FastSPI_LED2 is a rebuild from the ground up using multiple layers of components that, it turns out, may have usages outside of just the LED library! I’ve already described the FastPin library that drives FastSPI_LED2 at its lowest levels. Now it is time to talk about the next layer of components in the library, FastSPI, the piece that gives the library the SPI part of its name and functionality.

As with the Pin class, this portion of the library at the moment is optimized/tuned for writing data. A near future revision will include support for reading as well. For now, though, if you want to pump data out over SPI, and not worry about the specifics of hardware vs. software bitbanging, or pin twiddling, and you want it to be as high performant as possible, this library may be useful to you. As an end user of the library, using the code is fairly simple.
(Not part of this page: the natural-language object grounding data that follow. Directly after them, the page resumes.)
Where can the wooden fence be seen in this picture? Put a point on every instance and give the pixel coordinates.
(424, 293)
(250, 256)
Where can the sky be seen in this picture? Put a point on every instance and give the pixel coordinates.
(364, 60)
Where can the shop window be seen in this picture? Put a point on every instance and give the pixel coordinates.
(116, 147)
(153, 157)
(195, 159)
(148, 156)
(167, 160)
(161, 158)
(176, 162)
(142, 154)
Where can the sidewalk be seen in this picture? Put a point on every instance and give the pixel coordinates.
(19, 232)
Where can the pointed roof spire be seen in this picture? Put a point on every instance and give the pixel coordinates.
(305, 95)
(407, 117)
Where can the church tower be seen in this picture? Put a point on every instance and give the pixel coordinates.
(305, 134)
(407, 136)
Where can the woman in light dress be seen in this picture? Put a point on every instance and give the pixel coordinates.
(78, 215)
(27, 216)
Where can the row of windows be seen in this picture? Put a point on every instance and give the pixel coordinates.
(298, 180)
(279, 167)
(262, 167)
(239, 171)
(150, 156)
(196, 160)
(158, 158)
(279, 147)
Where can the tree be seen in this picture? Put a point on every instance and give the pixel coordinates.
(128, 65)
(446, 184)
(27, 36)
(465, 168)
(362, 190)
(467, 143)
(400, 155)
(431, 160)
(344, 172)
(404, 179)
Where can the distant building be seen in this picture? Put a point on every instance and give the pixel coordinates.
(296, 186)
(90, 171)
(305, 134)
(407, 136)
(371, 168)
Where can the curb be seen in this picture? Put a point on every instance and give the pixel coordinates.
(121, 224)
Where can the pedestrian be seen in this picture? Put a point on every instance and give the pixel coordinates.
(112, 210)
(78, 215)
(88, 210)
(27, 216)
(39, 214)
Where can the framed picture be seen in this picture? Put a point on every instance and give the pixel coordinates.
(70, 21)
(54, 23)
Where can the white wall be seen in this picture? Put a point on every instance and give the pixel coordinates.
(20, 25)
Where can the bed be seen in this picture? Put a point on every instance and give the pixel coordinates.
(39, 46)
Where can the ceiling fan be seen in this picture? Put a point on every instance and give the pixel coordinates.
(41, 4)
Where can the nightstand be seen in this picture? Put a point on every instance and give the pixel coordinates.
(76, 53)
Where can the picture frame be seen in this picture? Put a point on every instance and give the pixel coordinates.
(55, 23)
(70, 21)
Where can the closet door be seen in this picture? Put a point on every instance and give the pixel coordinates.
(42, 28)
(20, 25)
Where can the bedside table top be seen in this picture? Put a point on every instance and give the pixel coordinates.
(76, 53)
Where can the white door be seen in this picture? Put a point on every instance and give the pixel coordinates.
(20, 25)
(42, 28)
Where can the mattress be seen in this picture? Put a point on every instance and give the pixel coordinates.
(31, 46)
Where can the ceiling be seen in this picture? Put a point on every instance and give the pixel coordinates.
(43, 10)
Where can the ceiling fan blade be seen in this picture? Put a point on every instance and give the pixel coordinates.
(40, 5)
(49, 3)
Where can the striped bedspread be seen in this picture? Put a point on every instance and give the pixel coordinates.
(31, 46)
Here’s an example:

#include "FastSPI_LED2.h"
SPIOutput<11, 13, 10, 0> SPI;
setup() { SPI.init(); }
loop() { 
  // setup some data in a buffer
  SPI.writeBytes(pData, nBufferLen);
}

Pretty straightforward, no?  The template parameters to the SPIOutput definition are the data pin, clock pin, latch pin, and speed identifier, which is a value from 0-255.  If you happened to select a set of pins that maps to the hardware SPI on the platform you are building for, the library will transparently use that, otherwise, the library will attempt to bitbang using the highest performing options available to it from the Pin library discussed in the FastPin post  (there is a third mode, that has been coded, but not yet tested/debugged, and is currently disabled, which is to abuse the USART that’s available on some platforms in SPI mode to give you a different set of pin options for hardware SPI output).  Of course, what it does under the hood involves a little bit more code, but code that attempts to pull the most out the platform you’re building for, and again, attempting to save you the trouble of having to deal with most of it.
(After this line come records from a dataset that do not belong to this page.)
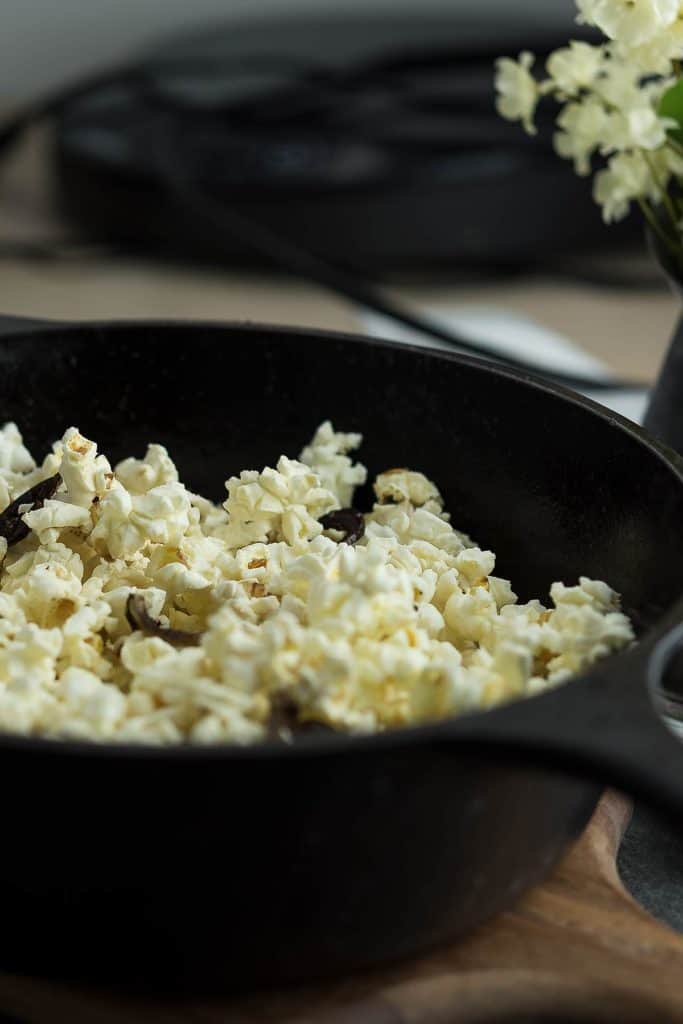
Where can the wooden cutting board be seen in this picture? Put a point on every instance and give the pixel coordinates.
(575, 949)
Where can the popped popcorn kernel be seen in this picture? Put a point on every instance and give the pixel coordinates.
(250, 608)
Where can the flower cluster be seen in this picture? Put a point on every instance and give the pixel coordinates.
(621, 100)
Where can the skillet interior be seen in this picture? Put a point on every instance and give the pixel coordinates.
(553, 491)
(213, 873)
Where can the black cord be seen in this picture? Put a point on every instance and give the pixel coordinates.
(210, 217)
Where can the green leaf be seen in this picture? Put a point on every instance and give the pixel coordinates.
(671, 105)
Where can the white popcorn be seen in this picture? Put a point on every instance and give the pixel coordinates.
(408, 626)
(327, 456)
(48, 521)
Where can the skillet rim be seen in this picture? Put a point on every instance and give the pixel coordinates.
(337, 742)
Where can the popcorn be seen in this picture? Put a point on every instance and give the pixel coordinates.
(408, 626)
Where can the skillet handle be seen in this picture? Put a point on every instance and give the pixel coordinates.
(605, 725)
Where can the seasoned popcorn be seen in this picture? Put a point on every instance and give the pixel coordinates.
(259, 623)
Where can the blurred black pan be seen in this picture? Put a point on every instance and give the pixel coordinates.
(231, 866)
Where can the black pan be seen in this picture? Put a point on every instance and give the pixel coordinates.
(233, 866)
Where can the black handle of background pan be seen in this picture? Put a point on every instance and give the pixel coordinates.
(606, 724)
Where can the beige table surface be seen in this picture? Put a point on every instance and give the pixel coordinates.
(629, 329)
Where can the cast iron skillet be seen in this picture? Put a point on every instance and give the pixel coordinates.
(233, 867)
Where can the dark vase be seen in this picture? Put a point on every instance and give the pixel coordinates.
(665, 414)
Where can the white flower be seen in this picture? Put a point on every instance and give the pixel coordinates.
(636, 129)
(574, 67)
(630, 22)
(627, 177)
(583, 131)
(517, 90)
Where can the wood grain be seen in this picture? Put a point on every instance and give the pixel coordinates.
(578, 948)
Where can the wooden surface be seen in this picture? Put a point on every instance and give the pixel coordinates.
(575, 949)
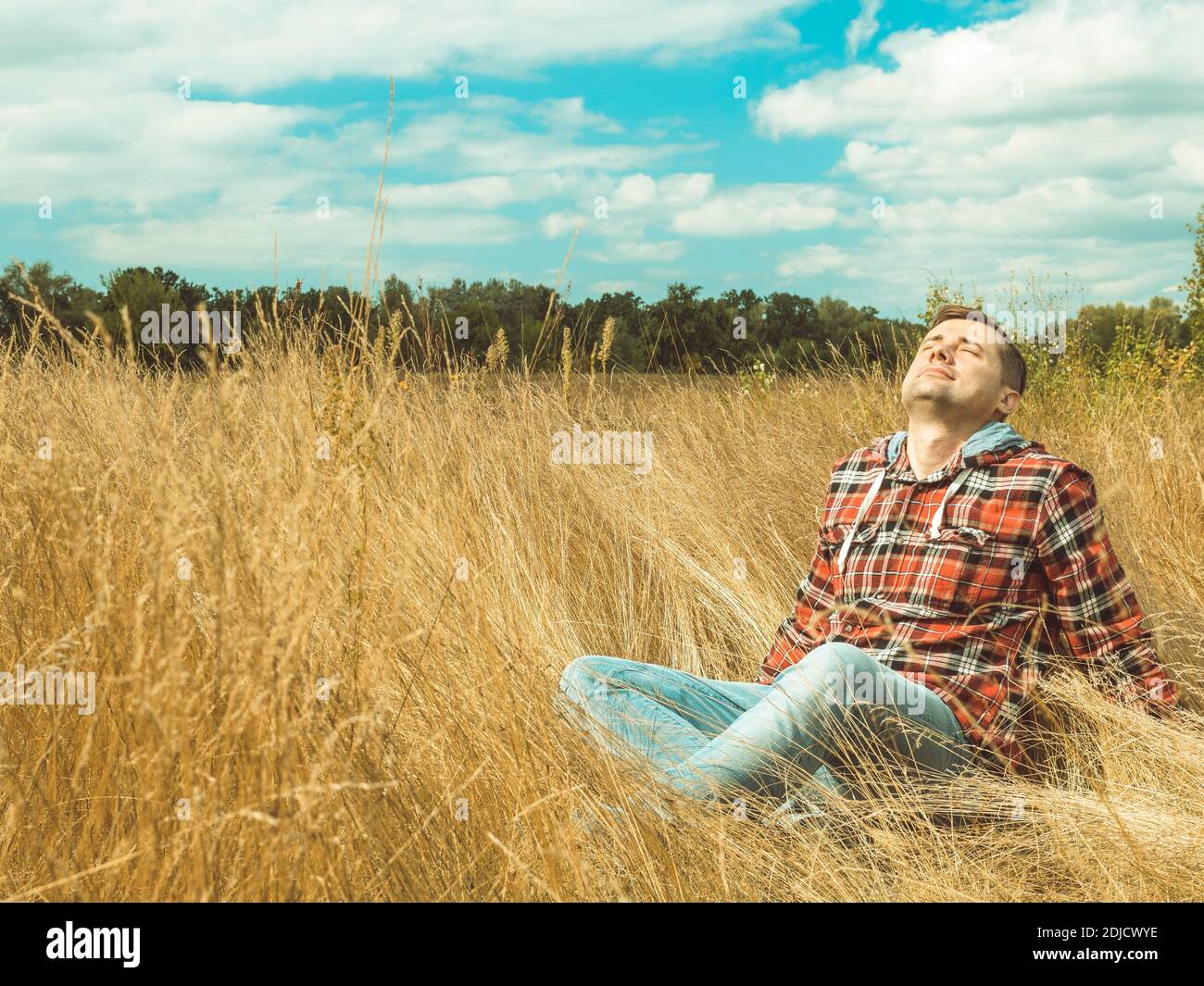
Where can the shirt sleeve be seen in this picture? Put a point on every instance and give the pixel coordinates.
(803, 630)
(1092, 604)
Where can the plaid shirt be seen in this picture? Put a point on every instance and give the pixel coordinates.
(1022, 557)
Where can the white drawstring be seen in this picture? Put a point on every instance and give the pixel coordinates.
(861, 512)
(934, 529)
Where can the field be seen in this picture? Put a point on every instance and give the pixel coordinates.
(328, 604)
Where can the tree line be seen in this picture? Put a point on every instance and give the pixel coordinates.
(460, 323)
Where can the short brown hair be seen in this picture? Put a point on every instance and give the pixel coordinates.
(1015, 369)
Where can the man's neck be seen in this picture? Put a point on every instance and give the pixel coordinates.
(931, 444)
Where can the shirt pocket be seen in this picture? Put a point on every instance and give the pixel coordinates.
(959, 572)
(856, 577)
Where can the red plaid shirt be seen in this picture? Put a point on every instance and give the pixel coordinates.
(1022, 557)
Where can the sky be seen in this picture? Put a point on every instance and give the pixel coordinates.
(859, 148)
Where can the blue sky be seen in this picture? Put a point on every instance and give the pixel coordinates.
(879, 144)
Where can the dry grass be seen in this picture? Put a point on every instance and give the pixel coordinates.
(437, 768)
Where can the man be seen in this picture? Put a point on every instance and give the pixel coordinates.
(951, 561)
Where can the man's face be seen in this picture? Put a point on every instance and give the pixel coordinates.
(959, 371)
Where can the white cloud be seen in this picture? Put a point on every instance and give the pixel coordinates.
(759, 208)
(235, 47)
(571, 115)
(863, 27)
(815, 260)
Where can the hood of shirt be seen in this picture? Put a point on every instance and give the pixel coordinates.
(991, 443)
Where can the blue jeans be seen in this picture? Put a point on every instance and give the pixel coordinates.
(701, 736)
If you instantiate SPIOutput with a set of pins that lines up to a known set of pins with hardware SPI available under the hood, then what actually gets instantiated is a class called AVRSPIHardwareOutput.  This is a class whose init function does the AVR SPI initialization with the SPCR/SPSR registers.  Then, the writeBytes function is basically a tight loop over your bytes of data pushing out a byte at a time using the SPDR register.  The internal implementation also plays some games with delays to actually speed things up.  How does that work?  Simple, delaying a couple of cycles before checking the status register for writing out the next byte increases the odds that the check will be ready on the first time through the loop, rather than it becoming ready part-way through the loop, requiring one full cycle of the loop where it isn’t needed.  Some of this tuning allows getting over 6.5Mbps real world data output.  I suspect it would be possible to pull even more performance out playing some games with loop unrolling of various types.  Things that will be investigated with future library revisions.

Where things get interesting in the code is with the software bitbang output.  The current version of the code can get over 2.5 Mbps data pushed out using software.  Here’s a rough description of the games played in the library.  If the code knows for sure that no other output is going to be going on while writing out SPI data (which is the default assumption, for the moment), then there’s a handful of specific optimizations that we can make, that are slightly different based on whether the clock/data pins are on the same port or separate ports.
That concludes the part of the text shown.